- Release poster
- Directed by: R. P. Patnaik
- Produced by: Gurajala Jagan Mohan
- Starring: R. P . Patnaik; Anita Hassanandani; Sai Kumar;
- Cinematography: SJ Siddharth
- Edited by: S. B. Uddhav
- Music by: R. P. Patnaik
- Release date: 4 November 2016;
- Country: India
- Language: Telugu

= Manalo Okkadu =

Indian Telugu-language drama film

Manalo Okkadu is a 2016 Indian Telugu-language drama film directed by R. P. Patnaik and starring himself, Anita Hassanandani, P. Sai Kumar and Tanikella Bharani. It was released theatrically on 4 November 2016.

== Plot ==
Manalo Okkadu is a persistent attack on the egos within the media. Which throws light on how an innocent lecturer from a college is wrongly framed by the media as a molester and his journey back to dignity.

==Reception==
A critic from The Hindu says "Stretching close to 150 minutes, the film lacks any cinematographic and musical appeal. But for the climax twist, where you’re genuinely surprised, the lack of a narrative high hurts its cause.
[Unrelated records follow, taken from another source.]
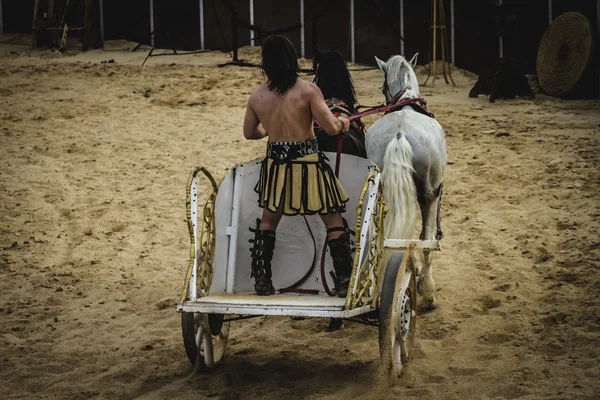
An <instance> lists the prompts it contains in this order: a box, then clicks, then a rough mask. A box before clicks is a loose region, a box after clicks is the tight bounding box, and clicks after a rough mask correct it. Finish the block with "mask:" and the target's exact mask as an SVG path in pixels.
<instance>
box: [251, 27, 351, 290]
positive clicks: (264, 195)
mask: <svg viewBox="0 0 600 400" xmlns="http://www.w3.org/2000/svg"><path fill="white" fill-rule="evenodd" d="M262 68H263V72H264V74H265V75H266V77H267V80H266V82H264V83H262V84H261V85H260V86H259V87H257V88H256V89H255V90H254V91H253V92H252V94H251V95H250V98H249V99H248V106H247V108H246V116H245V118H244V136H245V137H246V139H249V140H256V139H262V138H264V137H268V144H267V155H266V157H265V159H264V160H263V161H262V167H261V171H260V177H259V180H258V183H257V184H256V187H255V188H254V190H255V191H256V193H257V194H258V204H259V206H260V207H261V208H263V214H262V219H261V221H260V224H259V226H258V227H257V229H256V230H254V234H255V237H254V240H253V243H254V246H253V247H252V249H251V252H252V277H253V278H254V279H255V284H254V289H255V291H256V293H257V294H258V295H265V296H266V295H271V294H274V293H275V288H274V287H273V282H272V280H271V276H272V273H271V260H272V258H273V251H274V249H275V232H276V230H277V226H278V224H279V222H280V220H281V217H282V216H283V215H284V214H285V215H312V214H319V215H320V216H321V219H322V220H323V222H324V223H325V226H326V227H327V243H328V246H329V250H330V252H331V257H332V259H333V265H334V269H335V274H336V279H335V283H336V290H337V294H338V296H339V297H346V294H347V291H348V284H349V282H350V275H351V272H352V254H351V251H350V237H349V235H348V232H347V231H346V228H345V227H344V222H343V219H342V213H343V212H345V211H346V202H347V201H348V195H347V194H346V192H345V191H344V189H343V188H342V186H341V184H340V182H339V181H338V180H337V178H336V177H335V175H334V173H333V171H332V169H331V167H330V166H329V164H327V162H326V161H327V159H326V158H325V155H324V154H323V153H322V152H320V151H319V148H318V146H317V140H316V138H315V133H314V130H313V120H316V121H317V122H318V123H319V125H320V126H321V128H322V129H324V130H325V131H326V132H327V133H328V134H329V135H337V134H340V133H343V132H347V131H348V129H349V125H350V121H349V120H348V119H347V118H342V117H335V116H334V115H333V114H332V113H331V111H330V110H329V107H328V106H327V105H326V104H325V100H324V98H323V94H322V93H321V90H320V89H319V88H318V87H317V86H316V85H315V84H313V83H310V82H307V81H304V80H301V79H298V76H299V71H300V67H299V65H298V58H297V56H296V50H295V49H294V46H293V45H292V43H291V42H290V41H289V40H288V39H286V38H285V37H283V36H279V35H275V36H270V37H268V38H267V39H265V40H264V42H263V47H262ZM267 132H268V133H267Z"/></svg>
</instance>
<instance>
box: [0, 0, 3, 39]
mask: <svg viewBox="0 0 600 400" xmlns="http://www.w3.org/2000/svg"><path fill="white" fill-rule="evenodd" d="M3 22H4V21H3V20H2V0H0V35H2V34H3V33H4V23H3Z"/></svg>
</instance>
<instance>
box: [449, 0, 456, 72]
mask: <svg viewBox="0 0 600 400" xmlns="http://www.w3.org/2000/svg"><path fill="white" fill-rule="evenodd" d="M450 24H451V26H450V46H451V49H450V58H451V62H452V65H456V59H455V58H454V0H450Z"/></svg>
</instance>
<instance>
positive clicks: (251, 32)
mask: <svg viewBox="0 0 600 400" xmlns="http://www.w3.org/2000/svg"><path fill="white" fill-rule="evenodd" d="M250 25H254V0H250ZM250 46H254V31H253V30H252V29H250Z"/></svg>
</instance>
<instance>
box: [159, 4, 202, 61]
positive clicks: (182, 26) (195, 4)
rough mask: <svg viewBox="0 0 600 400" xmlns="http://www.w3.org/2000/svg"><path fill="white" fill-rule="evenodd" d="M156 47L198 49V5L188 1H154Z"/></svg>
mask: <svg viewBox="0 0 600 400" xmlns="http://www.w3.org/2000/svg"><path fill="white" fill-rule="evenodd" d="M154 39H155V45H156V47H161V48H175V49H185V50H192V49H199V48H200V5H199V2H198V1H190V0H154Z"/></svg>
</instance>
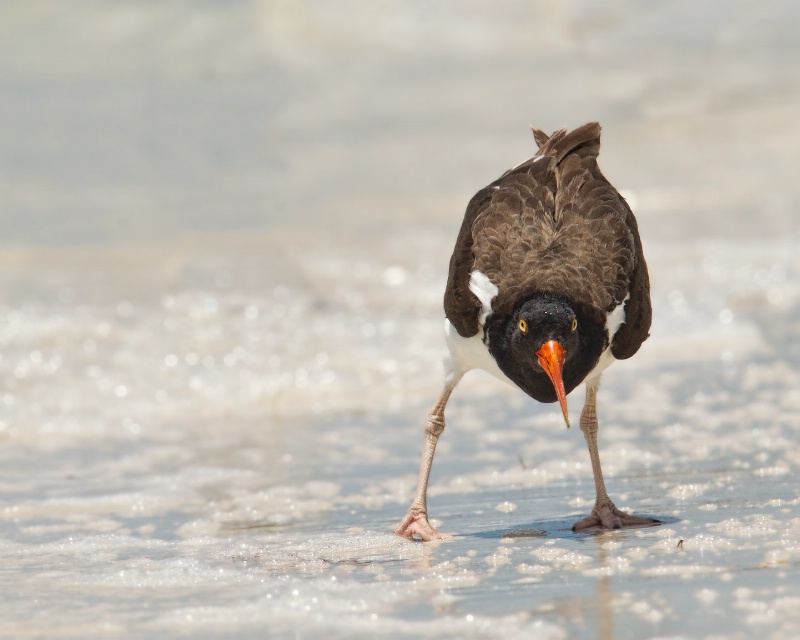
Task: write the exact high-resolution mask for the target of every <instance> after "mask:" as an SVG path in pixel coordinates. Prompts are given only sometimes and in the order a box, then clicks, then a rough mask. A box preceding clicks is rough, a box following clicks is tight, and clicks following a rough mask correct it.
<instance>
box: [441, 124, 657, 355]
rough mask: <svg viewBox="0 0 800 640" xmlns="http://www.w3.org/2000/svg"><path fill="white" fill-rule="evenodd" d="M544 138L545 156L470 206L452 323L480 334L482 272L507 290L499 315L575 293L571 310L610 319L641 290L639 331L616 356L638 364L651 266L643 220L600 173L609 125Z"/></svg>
mask: <svg viewBox="0 0 800 640" xmlns="http://www.w3.org/2000/svg"><path fill="white" fill-rule="evenodd" d="M534 136H535V137H536V140H537V142H538V143H539V146H540V148H539V156H537V157H535V158H532V159H531V160H529V161H527V162H525V163H523V164H522V165H520V166H519V167H516V168H515V169H513V170H511V171H509V172H506V173H505V174H504V175H503V176H502V177H501V178H500V179H498V180H497V181H495V182H494V183H492V184H491V185H489V186H488V187H487V188H485V189H482V190H481V191H479V192H478V193H477V194H476V195H475V197H473V199H472V200H471V201H470V204H469V206H468V207H467V212H466V215H465V217H464V223H463V225H462V228H461V232H460V233H459V237H458V241H457V243H456V251H455V252H454V254H453V257H452V258H451V262H450V278H449V281H448V288H447V292H446V294H445V312H446V314H447V317H448V318H449V319H450V321H451V323H453V325H454V326H455V327H456V330H457V331H458V332H459V333H460V334H461V335H463V336H471V335H475V333H477V332H478V331H479V329H480V327H479V324H478V316H479V313H480V303H479V302H478V300H477V299H476V298H475V296H474V295H473V294H472V293H471V292H470V291H469V277H470V273H471V272H472V271H473V270H474V269H478V270H480V271H482V272H483V273H484V274H486V275H487V276H488V277H489V279H490V280H491V281H492V282H494V283H495V284H496V285H497V286H498V287H499V289H500V293H499V294H498V296H497V298H496V299H495V301H494V302H493V312H494V313H496V314H498V315H505V314H508V313H511V311H512V310H513V306H514V304H515V303H516V302H517V301H519V300H520V299H524V298H526V297H529V296H531V295H534V294H536V293H550V294H553V295H557V296H562V297H564V293H565V291H569V292H570V296H571V298H572V300H571V301H573V302H578V303H581V304H583V305H587V306H590V307H594V308H595V309H597V310H598V311H600V310H602V311H606V312H607V311H610V310H611V309H613V308H614V307H615V306H617V305H618V304H620V303H621V302H622V301H623V300H624V299H625V296H626V295H627V293H628V289H629V286H630V285H631V284H635V285H636V287H637V291H638V292H639V293H642V292H643V293H644V294H645V295H643V296H639V297H637V298H636V301H635V304H633V303H634V293H635V292H633V291H632V292H631V299H630V301H629V303H628V305H627V307H626V311H627V312H628V317H627V322H626V325H628V324H630V327H628V328H627V329H626V325H623V327H622V328H621V329H620V331H619V332H618V334H617V335H618V336H620V338H622V337H625V342H624V343H623V342H622V341H621V340H616V339H615V341H614V351H615V355H616V351H617V350H619V353H620V355H618V356H617V357H629V356H630V355H633V353H635V351H636V349H638V345H639V344H641V341H642V340H643V339H644V337H646V332H647V328H649V319H650V316H649V313H650V311H649V295H648V287H649V286H648V284H647V283H648V280H647V267H646V265H645V264H644V259H643V258H642V257H641V246H640V243H639V238H638V231H637V229H636V223H635V220H633V214H632V213H631V212H630V209H629V208H628V207H627V205H626V203H625V202H624V200H623V199H622V198H621V196H620V195H619V194H618V193H617V191H616V190H615V189H614V188H613V187H612V186H611V185H610V184H609V183H608V181H607V180H606V179H605V177H604V176H603V175H602V173H600V170H599V168H598V167H597V154H598V152H599V149H600V125H598V124H597V123H589V124H587V125H584V126H583V127H579V128H578V129H575V130H573V131H571V132H569V133H567V132H566V131H564V130H561V131H557V132H555V133H554V134H553V135H552V136H549V137H548V136H546V135H545V134H544V133H542V132H541V131H539V130H534ZM631 221H632V224H631ZM637 265H638V266H637ZM634 307H635V308H634ZM632 321H633V322H632ZM645 325H646V326H645ZM634 326H635V327H638V329H637V330H633V329H632V327H634ZM642 327H644V337H641V335H642ZM620 334H622V335H620ZM637 339H638V340H639V341H638V343H636V341H637ZM634 343H636V345H635V347H634V346H633V344H634ZM618 344H619V349H618V348H617V347H618ZM626 354H627V355H626Z"/></svg>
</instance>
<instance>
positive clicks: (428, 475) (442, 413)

Perhaps, that’s the reason you relate with the Yesudas’ track titled ‘Kalikaalam’". A critic from Samayam wrote "The story is carried somewhat well but misses the tempo at some places. How a person who has lost his dignity due to the media regained his dignity with his intelligence. How he reminded the media of its responsibility is the key in the movie".